American psychologist and philosopher William James (1842-1910) poses a problem for interpreters. Although James himself claims that interpretation means locating an author's "center of vision," his own writings seem to lack continuity because of his shift from psychology to philosophy and perhaps even unity at a given time because of his apparent vacillation between active and passive conceptions of human existence. As a result, despite his impressive position as the father of American scientific psychology and popularizer of the philosophical school of pragmatism, James may appear to have little to offer readers by way of a coherent worldview.
In this study, I argue that James's thought is much more continuous and unified than is generally thought. In particular, I locate the center of James's vision in a model of the individual that James develops in the 1880s and which remains in the background of his subsequent thought, providing the basis for his mature conceptions of freedom, morality, and pragmatic meaning. Although I accept the view, proposed by scholars such as Ellen Kappy Suckiel and James Pawelski, that the Jamesian individual is structured by a sensori-motor "reflex arc" such that the function of thought for James is to discharge in action, I argue further that for James the reflex arc itself consists of a series of "selectionist systems," that is, systems that are structurally analogous to, if distinct from and not reducible to, Darwinian natural selection. Indeed, I contend that the Jamesian individual is a nexus of such systems, the crux of which is a selective will that filters cognitive variation from "beneath" and thereby generates variation for further systems "above."

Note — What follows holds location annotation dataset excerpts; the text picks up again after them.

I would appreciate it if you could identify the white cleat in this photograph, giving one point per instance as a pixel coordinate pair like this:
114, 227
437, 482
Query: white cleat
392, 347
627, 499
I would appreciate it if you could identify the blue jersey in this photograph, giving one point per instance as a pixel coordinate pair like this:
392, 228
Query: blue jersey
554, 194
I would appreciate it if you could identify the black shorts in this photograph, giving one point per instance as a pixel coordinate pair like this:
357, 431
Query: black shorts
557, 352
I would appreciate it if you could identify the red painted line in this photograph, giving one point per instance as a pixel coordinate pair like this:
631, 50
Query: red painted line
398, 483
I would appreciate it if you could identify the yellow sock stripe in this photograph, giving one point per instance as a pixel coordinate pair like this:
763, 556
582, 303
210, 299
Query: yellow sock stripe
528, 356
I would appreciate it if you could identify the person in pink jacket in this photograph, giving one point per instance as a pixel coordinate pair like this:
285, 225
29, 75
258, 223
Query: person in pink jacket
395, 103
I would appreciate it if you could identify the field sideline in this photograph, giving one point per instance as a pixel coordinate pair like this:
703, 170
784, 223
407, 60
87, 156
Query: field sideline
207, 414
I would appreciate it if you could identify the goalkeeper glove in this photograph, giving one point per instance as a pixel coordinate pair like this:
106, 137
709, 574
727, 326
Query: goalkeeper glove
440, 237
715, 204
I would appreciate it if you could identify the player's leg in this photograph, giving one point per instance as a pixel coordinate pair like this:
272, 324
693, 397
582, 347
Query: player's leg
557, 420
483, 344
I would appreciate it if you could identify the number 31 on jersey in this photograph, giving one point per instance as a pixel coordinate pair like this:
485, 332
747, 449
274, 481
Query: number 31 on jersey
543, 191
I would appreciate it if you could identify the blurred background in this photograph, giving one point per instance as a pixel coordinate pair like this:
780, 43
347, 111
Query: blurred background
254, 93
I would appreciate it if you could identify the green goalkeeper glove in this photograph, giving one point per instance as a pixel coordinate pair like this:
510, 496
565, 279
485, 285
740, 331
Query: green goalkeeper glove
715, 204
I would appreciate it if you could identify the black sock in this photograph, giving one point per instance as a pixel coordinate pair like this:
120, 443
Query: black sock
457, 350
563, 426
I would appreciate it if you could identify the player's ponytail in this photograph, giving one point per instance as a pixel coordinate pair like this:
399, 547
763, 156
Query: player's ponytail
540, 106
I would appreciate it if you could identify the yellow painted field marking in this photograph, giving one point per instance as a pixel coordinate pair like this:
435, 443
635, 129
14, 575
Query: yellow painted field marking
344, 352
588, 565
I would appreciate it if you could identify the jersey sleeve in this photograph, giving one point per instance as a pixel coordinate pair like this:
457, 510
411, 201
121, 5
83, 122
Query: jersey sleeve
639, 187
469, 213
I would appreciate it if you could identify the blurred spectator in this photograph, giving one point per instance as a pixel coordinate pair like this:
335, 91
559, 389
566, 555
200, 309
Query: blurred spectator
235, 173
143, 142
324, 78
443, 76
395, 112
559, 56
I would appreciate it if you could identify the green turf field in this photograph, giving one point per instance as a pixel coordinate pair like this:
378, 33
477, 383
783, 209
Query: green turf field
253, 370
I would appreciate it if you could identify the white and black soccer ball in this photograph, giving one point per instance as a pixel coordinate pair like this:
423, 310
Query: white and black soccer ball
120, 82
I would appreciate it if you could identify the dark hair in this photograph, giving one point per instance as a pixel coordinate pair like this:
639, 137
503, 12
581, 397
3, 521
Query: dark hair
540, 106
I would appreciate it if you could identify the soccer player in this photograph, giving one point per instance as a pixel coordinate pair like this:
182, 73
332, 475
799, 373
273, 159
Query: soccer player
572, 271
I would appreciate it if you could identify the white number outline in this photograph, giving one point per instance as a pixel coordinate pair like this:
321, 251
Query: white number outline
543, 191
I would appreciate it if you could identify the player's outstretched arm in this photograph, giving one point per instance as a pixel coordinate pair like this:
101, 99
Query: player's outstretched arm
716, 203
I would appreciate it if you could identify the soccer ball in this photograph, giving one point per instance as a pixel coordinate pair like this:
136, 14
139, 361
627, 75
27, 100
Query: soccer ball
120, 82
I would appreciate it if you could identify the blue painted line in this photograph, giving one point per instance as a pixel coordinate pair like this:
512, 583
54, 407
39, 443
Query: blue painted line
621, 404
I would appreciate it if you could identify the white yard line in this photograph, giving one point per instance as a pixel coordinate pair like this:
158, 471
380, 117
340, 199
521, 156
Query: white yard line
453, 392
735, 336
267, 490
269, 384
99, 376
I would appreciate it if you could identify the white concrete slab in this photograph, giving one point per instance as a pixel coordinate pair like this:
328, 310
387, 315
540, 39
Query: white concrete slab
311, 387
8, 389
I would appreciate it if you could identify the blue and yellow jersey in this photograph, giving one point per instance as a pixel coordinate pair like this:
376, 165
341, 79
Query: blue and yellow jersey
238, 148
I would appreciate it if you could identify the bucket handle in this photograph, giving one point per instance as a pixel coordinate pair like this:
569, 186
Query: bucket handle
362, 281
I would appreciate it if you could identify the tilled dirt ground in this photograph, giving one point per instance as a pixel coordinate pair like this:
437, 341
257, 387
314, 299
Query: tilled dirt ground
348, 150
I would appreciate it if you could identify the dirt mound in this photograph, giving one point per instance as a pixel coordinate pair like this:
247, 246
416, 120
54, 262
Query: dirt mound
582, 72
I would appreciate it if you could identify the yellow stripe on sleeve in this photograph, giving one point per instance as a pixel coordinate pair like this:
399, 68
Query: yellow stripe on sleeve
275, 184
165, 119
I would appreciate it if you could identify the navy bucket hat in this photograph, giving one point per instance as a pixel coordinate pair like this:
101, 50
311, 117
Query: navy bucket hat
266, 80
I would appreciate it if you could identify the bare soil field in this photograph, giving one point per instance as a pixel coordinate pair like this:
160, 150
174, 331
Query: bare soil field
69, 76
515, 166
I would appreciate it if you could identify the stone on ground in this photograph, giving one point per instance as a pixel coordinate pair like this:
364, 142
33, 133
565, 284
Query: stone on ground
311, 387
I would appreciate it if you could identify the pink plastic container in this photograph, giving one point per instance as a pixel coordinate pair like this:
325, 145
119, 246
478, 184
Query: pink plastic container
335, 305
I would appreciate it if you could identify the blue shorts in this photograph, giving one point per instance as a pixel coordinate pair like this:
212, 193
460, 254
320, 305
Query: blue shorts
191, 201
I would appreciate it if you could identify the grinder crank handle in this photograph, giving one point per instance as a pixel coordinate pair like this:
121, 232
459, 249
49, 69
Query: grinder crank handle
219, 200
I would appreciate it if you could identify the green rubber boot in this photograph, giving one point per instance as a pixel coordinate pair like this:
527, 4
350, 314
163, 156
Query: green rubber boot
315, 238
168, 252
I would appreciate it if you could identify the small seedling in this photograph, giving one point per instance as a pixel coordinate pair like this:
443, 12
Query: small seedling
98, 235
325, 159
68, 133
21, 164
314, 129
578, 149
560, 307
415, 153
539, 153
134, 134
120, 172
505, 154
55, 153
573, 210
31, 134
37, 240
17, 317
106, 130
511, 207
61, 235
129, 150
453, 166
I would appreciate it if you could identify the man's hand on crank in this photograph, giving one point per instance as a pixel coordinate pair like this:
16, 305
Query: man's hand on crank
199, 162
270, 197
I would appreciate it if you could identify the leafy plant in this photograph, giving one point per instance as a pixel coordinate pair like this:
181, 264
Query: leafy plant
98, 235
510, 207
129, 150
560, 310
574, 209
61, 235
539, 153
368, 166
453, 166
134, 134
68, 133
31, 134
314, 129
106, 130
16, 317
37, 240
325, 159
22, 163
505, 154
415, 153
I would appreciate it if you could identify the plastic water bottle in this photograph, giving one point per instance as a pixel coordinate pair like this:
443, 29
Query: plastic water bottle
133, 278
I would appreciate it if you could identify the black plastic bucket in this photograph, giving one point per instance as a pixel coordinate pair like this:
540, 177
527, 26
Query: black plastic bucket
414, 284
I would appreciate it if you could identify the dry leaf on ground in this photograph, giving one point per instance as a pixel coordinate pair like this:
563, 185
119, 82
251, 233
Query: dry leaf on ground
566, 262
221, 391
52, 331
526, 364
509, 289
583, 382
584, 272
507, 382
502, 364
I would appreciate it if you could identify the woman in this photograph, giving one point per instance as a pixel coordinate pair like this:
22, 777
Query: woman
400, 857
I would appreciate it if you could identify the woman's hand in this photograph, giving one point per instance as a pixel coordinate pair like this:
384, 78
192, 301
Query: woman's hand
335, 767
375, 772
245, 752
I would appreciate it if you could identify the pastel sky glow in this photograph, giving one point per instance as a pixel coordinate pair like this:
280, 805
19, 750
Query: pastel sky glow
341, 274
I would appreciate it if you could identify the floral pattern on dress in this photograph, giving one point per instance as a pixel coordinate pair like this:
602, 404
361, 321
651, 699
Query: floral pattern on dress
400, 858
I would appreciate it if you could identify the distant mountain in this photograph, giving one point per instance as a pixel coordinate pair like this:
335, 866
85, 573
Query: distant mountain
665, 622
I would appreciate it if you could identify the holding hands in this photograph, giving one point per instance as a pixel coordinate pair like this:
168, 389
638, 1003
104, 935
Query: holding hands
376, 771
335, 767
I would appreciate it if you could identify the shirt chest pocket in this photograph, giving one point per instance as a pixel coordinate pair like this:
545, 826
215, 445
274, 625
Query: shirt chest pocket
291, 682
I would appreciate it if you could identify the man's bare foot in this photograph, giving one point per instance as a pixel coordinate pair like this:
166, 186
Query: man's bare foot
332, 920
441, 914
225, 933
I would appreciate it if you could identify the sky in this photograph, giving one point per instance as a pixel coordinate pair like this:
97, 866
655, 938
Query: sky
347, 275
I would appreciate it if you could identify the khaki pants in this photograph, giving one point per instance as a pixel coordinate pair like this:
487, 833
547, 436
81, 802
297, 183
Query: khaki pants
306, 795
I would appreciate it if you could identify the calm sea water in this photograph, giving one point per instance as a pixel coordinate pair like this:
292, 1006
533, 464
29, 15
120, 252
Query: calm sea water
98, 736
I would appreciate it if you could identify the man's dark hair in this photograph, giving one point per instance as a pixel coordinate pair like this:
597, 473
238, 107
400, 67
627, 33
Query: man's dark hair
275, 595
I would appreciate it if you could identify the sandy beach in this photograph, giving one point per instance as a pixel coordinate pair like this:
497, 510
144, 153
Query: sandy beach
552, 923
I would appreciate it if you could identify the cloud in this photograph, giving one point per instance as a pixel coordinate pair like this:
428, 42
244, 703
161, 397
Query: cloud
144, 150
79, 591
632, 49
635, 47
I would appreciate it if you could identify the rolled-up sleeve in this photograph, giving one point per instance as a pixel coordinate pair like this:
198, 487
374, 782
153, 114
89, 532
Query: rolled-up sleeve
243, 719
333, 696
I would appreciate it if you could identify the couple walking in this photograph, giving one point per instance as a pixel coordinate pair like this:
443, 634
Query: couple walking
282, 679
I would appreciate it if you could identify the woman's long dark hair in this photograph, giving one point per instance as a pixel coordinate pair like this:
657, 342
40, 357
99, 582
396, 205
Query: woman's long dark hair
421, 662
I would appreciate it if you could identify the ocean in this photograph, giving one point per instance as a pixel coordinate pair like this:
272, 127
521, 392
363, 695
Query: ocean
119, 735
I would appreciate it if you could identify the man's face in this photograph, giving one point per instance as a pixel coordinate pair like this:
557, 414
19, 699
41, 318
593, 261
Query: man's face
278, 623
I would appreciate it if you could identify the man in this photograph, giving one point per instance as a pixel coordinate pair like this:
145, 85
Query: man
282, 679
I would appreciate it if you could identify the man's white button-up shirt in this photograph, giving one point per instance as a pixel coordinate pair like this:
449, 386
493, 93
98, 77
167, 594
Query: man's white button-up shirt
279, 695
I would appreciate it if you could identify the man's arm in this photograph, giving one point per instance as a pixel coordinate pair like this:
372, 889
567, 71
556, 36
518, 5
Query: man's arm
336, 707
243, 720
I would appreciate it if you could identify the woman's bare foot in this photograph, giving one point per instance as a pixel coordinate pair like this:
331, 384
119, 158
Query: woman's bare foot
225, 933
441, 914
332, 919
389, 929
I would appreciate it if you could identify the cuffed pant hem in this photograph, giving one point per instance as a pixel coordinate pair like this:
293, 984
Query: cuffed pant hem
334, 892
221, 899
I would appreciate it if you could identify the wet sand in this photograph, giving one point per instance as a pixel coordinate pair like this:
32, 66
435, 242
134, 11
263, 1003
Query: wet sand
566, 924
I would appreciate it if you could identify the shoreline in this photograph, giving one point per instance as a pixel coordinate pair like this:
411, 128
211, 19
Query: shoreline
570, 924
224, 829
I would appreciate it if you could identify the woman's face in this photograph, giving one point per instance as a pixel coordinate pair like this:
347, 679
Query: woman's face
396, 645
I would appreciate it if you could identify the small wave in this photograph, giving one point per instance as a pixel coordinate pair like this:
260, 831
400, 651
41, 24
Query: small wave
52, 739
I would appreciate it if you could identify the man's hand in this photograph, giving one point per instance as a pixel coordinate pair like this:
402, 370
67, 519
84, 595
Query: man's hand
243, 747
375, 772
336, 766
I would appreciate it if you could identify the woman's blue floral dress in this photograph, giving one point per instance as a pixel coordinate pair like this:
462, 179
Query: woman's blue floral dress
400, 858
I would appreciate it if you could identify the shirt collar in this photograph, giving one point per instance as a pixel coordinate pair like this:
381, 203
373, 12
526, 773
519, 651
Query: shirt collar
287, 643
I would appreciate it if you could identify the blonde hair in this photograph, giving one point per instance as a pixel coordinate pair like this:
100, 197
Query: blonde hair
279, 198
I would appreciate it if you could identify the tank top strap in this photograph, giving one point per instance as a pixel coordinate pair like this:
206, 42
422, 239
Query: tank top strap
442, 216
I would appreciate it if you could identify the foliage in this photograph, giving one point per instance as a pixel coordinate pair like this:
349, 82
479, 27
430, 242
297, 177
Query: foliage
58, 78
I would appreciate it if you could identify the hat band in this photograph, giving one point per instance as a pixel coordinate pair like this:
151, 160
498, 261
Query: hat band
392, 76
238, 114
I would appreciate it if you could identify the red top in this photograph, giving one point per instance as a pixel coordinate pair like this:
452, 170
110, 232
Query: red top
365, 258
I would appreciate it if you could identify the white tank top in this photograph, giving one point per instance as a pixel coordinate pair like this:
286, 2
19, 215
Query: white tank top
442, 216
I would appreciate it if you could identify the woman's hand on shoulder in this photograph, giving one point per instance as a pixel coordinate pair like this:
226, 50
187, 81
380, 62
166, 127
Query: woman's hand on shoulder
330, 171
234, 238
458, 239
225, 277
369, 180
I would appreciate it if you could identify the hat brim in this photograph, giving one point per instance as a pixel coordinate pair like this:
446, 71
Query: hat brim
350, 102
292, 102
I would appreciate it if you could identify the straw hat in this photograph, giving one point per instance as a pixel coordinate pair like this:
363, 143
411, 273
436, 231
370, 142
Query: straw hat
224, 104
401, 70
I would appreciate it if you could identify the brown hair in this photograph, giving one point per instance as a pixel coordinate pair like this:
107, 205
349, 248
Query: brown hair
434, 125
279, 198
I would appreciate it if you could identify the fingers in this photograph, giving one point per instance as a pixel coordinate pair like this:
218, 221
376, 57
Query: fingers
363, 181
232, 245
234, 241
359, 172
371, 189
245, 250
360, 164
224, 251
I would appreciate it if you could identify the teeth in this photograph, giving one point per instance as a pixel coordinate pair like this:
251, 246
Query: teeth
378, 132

Freedom on this model consists in the will's ability to select among possibilities for action delivered by sensation and cognition. Although the will is not able to produce its own possibilities directly, the most important effect of willful choice for James is its manner of biasing its own future possibilities by way of the breaking or entrenching of embodied habits. Because of this, James's philosophy of pragmatism, which understands meaning in terms of the practical effects of ideas, is shown to be a form of character ethics founded on a Darwin-inspired conception of human freedom.
This study closes by further contextualizing James within the history of nineteenth- and twentieth-century thought, demonstrating James's strong affinities with Nietzsche, while also using comparisons with Husserl and Hegel to draw pragmatist lessons about the limits of abstraction.